Full disclosure, I’m probably writing this too soon after finding out the score of the game. But let’s face it. If the Marlins traded for Nick Markakis and never used him in a game, their projected wins would probably still go up on account of not having to face him anymore. The Braves continue to find ways to climb back in and punish a Miami team that is far superior to them in overall talent.

The only thing that didn’t go perfectly to Braves-Marlins script of late in this game was the fact that I’m completely unable to blame David Phelps for this.

Now, it’s entirely possible the Marlins win tomorrow. They will be there after all. There’s always a chance that moving Jose Urena‘s start up won’t mess with his rhythm, and he’ll turn in one of those scoreless gems of his. Maybe the bats explode, maybe the pitching is crisp. Maybe the Marlins win two of three, and do all that a manager can reasonably ask his club to do.

But the point is they shouldn’t have to. You shouldn’t have to care if Miami wins tomorrow. When Markakis or Brandon Phillips hit 3 HR tomorrow and hoist a small child on their shoulders in honor of Father’s Day, it should be a minor sting at worst.

How this changes things

Tomorrow should be a chance for a second consecutive sweep. And tonight should be about being excited over a pivotal home stand. Instead, the Braves have tripped them up again, and the Fish have to play for keeps tomorrow.

That means Justin Bour has to play. That means Giancarlo Stanton has to play. That means the team can’t roll Vance Worley out there and say, “See you in 100 pitches.” No extra at-bats to keep Ichiro and Tyler Moore hot.

It means that there is suddenly a difficult call to make behind the plate Sunday. Do you run J.T. Realmuto out there in a series clinching game? Or do you have to give the getaway day start to A.J. Ellis?

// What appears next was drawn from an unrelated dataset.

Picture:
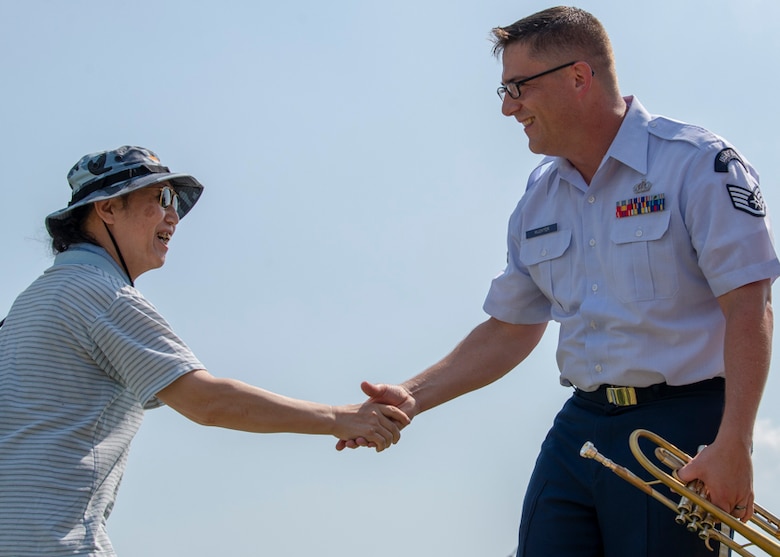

This all should have been academic. Now, not so much.

Again, the Miami Marlins could win Sunday. But the opportunity to rest their regulars in a ten game in ten day stretch that includes travel? Good teams don’t waste those chances. It’s a chance the Marlins have missed far too many times in 2017.

Win or lose tomorrow, the point stands.

Just last Saturday, the team let a similar opportunity against Pittsburgh slip through their fingers. The Marlins have been in the drivers seat just twice the entire season:

A few weeks ago against Philadelphia, and in the second series of the season against the Mets.

Next: Interview with Miami Marlins radio broadcaster Glenn Geffner, Part I

Beyond that, the Fish have failed to win either Game 1 or Game 2/3 every time. Meaning the last game of the series has almost always counted. Teams need to grab rest where they can in sports’ longest season.

The Miami Marlins continue to struggle to do so.